Training The Beast

I believe that you get to know your animals through working with them. Good training opens up lines of communication that go both ways. To hone my skills, and to really think through what I’m doing, I’m enrolled in the KPA Professional Class. The course is geared for dog trainers, but we’re also expected to have one non-dog species to train. As you know, I have quite a few to chose from! I’m about 40% of the way through the course. Scooter is beyond delighted that after seven years of living here, with his only job that of being cute and pestering Lily, that I’m finally training him. Who knew he’d so eagerly whack his paw on a post-it note when I say target? I’ve also trained Caper, and a goldfish. (I’ve trained the chickens, too, but not for this course.)  I’ve been investigating how this positive reinforcement training applies to horses, so Tonka is learning almost all of the behaviors that I’m teaching Scooter (although Tonka is a tad too big to duck under my bent knee while I’m sitting on the floor!)
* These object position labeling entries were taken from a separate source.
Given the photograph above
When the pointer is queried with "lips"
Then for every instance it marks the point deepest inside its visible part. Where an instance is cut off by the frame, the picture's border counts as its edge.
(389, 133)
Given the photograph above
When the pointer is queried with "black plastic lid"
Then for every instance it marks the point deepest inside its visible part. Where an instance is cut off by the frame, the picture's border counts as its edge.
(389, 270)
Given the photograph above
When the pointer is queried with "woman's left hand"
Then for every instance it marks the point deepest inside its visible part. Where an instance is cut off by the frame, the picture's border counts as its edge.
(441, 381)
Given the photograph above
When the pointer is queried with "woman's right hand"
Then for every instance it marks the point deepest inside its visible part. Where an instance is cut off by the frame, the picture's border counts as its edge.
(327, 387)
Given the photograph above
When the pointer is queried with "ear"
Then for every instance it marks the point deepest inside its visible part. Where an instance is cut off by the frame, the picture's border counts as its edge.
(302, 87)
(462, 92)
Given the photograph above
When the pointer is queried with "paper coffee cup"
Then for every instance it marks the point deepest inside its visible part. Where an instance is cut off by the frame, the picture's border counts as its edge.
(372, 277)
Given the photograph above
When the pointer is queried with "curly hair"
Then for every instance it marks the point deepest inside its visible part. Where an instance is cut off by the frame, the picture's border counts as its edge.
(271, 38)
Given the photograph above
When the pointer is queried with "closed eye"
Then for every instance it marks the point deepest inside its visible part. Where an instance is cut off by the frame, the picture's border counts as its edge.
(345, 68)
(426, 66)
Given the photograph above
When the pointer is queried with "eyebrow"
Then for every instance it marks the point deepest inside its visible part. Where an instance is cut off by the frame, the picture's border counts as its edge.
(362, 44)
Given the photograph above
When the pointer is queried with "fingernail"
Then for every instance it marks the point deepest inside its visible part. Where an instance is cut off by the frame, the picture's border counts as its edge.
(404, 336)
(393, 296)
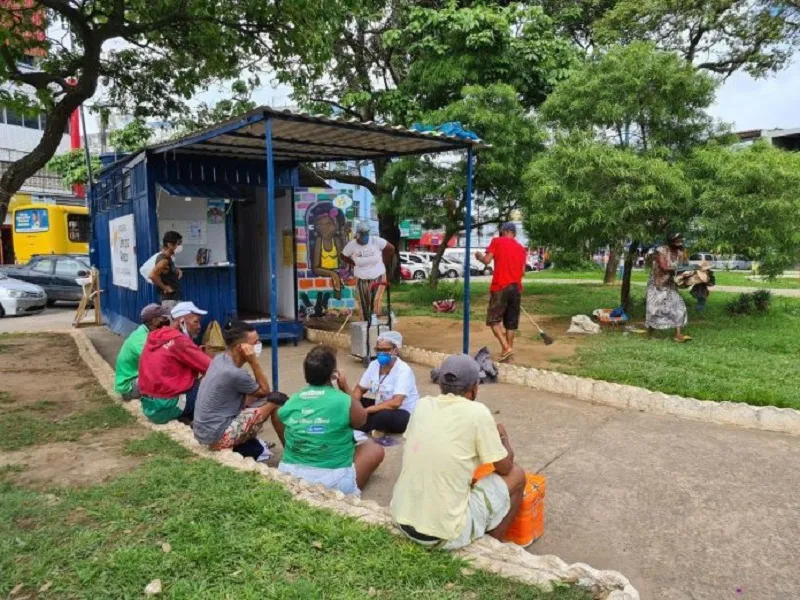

There’s one animal here at Little Pond Farm, in the very pond that the place is named for, that I haven’t yet trained. The Beast. My eleven year-old koi.

The Beast has recovered from her summer sunburn.  If anything, she’s larger and more active than ever.

fish in pond

 

She certainly has an appetite that suits her size. The fish get a couple of handfuls of floating pellets daily.

the Beast eating

I decided to get to know the Beast better and to let her get to know me. Asking for a complex trick isn’t necessary, nor is clicker training. I simply use that age-old technique of patience.

I bought some shrimp pellets. They don’t float, so I can hold out my hand underwater, with them in my palm. I wait. The Beast comes. She has big eyes. She looks at me. She looks at the food. I let a few trickle down to the rocks. She eats. She comes closer. She’s willing to say hello when there are shrimp pellets involved.

I wonder where the conversation will go.

feeding koi

 

(Steve caught this moment with his iPhone and the bird-spotting scope that’s in his office.)

Comments:

  1. Your koi pond is absolutely beautiful! We had a manmade pond for a while on our previous farm, but it had so many issues we gave up on it.. leak in the liners, more than once or twice… overgrowth of pond flora, leaves piling up at an alarming rate… filter died, etc.etc. So we gave up on it. I love how natural and clean/clear yours looks! Must take a lot of work, good job.

    • Not a lot of work! Double liner, so it’s sturdy. Behind that big rock is four feet of gravel that the water filters through. Naturally cleans itself. I never use chemicals.

  2. Steve’s lovely photograph looks like a Japanese painting. I also enjoyed your August calendar photograph of the Beast and her minions in the lily pond – so very tranquil. I noticed in today’s blog that there was a little white fish, perhaps a Beast-Wanna-Be, in the pond. Does that happen very often? Or maybe I am just seeing something that’s not there!

    Now it is September and I glance up every day at Scooter and smile. Glad to hear that he loves school; we always knew he was Scooter the Scholar. Now Terry, see what you can do with Agatha!

  3. I love that photograph of the hand and the Beast. It brings to mind those “keyhole shots” in silent movies, meant to direct the audience to something small but important.